Workers go home after 139 days
The 139 day fight for justice for the Vita Cortex 32 came to an end last night with a meeting at the Metropole Hotel at which the workers voted on a deal proposed by former employer Jack Ronan.
However, workers will not return home for two weeks, or until the funds are transferred.
Tim Burke from Grange had been working at Vita Cortex for 43 years.
“It’s been a long struggle, I didn’t think it would go past the 16 December but actually it did," said Tim.
"I’m not happy with the situation that it did go on but I’m glad now that it has come to an end and got the final result.”
When asked what he intended to do next, Tim replied, “I’m going to retire, relax and put my feet up and enjoy life – I’ve had this planned for a long long time.
“I thought we would get the money when we were retiring in December. On the Tuesday beforehand we were told we weren’t getting it I was totally shocked with it. I didn’t think we would last this long, I thought maybe Christmas at the latest. We missed the New Year, Patrick's Day, Easter – hopefully we can get out of it, get on and enjoy our lives.”
SIPTU organiser Anne Egar also attended the meeting.
“The details of the agreement are confidential and that’s part of the terms of the agreement. The terms remain, and will always remain, confidential," she said.
“The workers are very pleased that after four months campaigning to secure their equitable payments that would take account of their service, that has been achieved.”

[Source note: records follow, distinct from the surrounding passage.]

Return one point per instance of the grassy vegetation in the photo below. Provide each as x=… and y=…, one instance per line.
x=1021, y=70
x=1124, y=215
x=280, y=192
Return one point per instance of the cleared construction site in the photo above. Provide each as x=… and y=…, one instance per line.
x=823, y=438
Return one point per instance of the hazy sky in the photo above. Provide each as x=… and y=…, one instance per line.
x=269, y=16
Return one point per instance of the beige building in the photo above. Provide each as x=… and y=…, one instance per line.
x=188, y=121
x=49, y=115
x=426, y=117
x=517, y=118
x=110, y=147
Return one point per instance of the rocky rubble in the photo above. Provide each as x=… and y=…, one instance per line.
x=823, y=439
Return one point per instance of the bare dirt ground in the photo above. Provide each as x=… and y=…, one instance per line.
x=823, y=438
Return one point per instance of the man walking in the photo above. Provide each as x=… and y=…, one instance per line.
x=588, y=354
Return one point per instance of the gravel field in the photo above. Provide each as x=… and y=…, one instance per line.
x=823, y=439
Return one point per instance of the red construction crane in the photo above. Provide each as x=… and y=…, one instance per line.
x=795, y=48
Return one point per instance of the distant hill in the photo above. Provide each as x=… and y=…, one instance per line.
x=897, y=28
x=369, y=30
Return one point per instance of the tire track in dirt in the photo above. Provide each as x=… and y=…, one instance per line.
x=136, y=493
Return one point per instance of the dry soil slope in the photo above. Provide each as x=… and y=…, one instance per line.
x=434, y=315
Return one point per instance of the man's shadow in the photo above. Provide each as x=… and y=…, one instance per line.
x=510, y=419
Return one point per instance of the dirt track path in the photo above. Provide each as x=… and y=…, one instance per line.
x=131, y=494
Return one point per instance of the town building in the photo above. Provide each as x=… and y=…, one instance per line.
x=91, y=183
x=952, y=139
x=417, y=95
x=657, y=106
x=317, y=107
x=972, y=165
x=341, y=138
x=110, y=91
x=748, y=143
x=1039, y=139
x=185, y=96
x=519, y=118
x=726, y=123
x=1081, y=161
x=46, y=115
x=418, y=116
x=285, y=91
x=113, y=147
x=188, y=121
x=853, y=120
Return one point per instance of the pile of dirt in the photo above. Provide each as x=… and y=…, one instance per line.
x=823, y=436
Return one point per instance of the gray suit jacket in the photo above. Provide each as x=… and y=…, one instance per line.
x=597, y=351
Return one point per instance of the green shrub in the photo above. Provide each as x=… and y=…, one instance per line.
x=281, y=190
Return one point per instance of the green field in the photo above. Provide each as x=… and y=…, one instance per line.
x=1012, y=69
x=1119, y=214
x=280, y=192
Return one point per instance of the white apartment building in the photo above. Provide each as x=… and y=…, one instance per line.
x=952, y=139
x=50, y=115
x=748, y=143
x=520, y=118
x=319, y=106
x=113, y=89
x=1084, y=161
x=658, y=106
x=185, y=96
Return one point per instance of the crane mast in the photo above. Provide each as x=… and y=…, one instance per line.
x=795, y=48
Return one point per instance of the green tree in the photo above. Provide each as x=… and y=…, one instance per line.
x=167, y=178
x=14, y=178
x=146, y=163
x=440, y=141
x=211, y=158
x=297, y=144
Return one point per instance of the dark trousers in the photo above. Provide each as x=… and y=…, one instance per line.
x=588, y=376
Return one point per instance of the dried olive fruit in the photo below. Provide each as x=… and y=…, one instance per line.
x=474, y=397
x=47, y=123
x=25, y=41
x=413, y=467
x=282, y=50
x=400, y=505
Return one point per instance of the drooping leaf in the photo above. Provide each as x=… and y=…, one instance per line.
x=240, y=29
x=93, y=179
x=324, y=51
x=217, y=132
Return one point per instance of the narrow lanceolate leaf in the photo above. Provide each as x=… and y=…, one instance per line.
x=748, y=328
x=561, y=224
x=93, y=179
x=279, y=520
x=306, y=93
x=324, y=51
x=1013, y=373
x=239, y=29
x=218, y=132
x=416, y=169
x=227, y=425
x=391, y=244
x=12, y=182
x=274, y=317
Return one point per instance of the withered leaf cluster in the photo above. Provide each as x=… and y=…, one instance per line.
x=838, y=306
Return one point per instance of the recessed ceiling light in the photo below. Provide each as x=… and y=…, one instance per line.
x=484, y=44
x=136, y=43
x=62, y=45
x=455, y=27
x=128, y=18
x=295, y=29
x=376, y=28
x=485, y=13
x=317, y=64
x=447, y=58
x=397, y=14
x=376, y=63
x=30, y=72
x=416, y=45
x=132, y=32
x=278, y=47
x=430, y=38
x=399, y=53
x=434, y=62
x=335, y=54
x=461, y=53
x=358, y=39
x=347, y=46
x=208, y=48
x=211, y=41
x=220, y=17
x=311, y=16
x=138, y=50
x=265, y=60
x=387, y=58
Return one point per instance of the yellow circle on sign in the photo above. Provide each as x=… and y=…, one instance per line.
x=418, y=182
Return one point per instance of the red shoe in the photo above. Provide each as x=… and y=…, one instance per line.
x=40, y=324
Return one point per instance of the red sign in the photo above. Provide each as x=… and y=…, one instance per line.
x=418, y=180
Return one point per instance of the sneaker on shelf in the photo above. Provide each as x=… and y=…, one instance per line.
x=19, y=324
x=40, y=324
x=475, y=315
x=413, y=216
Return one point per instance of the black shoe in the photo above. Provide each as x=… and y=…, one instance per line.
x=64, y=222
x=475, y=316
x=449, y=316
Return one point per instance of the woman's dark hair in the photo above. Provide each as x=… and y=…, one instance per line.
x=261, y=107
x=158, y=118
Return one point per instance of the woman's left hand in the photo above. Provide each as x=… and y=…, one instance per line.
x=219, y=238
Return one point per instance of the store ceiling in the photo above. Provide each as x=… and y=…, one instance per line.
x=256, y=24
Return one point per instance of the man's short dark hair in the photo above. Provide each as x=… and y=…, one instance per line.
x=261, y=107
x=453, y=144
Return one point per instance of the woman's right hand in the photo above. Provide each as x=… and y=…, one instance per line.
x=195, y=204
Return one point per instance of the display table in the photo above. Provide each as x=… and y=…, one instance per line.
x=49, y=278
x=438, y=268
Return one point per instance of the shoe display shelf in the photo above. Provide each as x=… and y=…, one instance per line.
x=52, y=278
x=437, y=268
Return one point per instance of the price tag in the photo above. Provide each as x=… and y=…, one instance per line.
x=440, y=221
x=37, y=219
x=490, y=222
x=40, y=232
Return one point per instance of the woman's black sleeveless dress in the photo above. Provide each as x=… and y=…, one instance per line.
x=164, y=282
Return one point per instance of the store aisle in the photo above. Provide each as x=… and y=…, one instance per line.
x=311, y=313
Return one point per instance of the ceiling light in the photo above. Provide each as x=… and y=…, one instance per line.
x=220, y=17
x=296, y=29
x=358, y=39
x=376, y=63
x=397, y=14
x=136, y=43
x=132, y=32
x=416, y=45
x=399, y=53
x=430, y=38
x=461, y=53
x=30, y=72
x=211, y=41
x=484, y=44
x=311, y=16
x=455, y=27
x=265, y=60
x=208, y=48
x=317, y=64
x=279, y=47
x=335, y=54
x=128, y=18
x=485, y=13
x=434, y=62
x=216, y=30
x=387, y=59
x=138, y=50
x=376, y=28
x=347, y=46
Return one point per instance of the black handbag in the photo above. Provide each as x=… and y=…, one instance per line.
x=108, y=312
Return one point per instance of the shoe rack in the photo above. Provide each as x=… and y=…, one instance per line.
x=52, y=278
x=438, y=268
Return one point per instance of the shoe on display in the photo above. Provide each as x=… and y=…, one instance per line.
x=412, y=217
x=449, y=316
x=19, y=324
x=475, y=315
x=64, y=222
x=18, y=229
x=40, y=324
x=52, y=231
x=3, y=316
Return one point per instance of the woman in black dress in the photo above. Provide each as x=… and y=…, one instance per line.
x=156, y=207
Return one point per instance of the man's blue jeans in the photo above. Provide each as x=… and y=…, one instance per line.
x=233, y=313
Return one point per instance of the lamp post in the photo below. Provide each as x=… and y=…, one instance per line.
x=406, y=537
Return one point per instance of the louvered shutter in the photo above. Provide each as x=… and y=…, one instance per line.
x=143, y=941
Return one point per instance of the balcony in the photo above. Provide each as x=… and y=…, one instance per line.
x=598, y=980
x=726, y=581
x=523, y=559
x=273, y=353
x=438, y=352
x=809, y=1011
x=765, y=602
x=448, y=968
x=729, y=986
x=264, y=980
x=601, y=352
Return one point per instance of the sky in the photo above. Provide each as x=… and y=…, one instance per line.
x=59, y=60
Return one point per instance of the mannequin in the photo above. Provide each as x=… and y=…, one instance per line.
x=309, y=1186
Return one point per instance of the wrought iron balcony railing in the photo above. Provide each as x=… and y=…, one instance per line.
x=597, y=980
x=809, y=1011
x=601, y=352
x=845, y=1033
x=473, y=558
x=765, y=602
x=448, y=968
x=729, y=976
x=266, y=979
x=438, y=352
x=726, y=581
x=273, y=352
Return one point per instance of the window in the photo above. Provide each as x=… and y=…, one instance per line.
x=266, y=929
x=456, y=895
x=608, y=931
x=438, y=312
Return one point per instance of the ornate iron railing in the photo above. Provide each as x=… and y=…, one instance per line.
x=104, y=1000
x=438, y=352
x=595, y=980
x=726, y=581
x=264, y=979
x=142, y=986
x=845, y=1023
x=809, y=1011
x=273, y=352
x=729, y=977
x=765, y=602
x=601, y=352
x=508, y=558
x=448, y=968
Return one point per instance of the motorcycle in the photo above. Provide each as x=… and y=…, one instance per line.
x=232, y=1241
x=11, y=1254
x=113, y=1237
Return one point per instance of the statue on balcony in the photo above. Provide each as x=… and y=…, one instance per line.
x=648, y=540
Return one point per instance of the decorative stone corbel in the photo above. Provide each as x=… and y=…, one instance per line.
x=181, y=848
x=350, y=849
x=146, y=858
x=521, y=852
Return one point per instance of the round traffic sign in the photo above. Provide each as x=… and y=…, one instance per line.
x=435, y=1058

“There have been a number of contact ongoing all over the weekend and earlier this week to set up these direct talks and Mr Ronan was there himself along with the Managing Director.”
“I’m very pleased that we achieved what we achieved for this group. They are an amazing group and have stuck together in dreadful conditions. I’m very pleased for them," she added.
Details of the deal reached between the protesting workers and the company’s owners will not be disclosed.
Previous talks in March and April involving the Commission had broken down without resolution.
The workers, with 847 years service to the company between them, were made redundant nine days before Christmas and have occupied the factory ever since in protest at their treatment by their former employer Jack Ronan.
They were seeking to be paid 0.9 weeks' pay per year of service which had been given to other employees who left in 2009 and 2010. The combined total owed to the workers was approximately €370,000.
Their campaign received support from celebrities and politicians the world over, and from local people in Cork who provided them with food and drinks.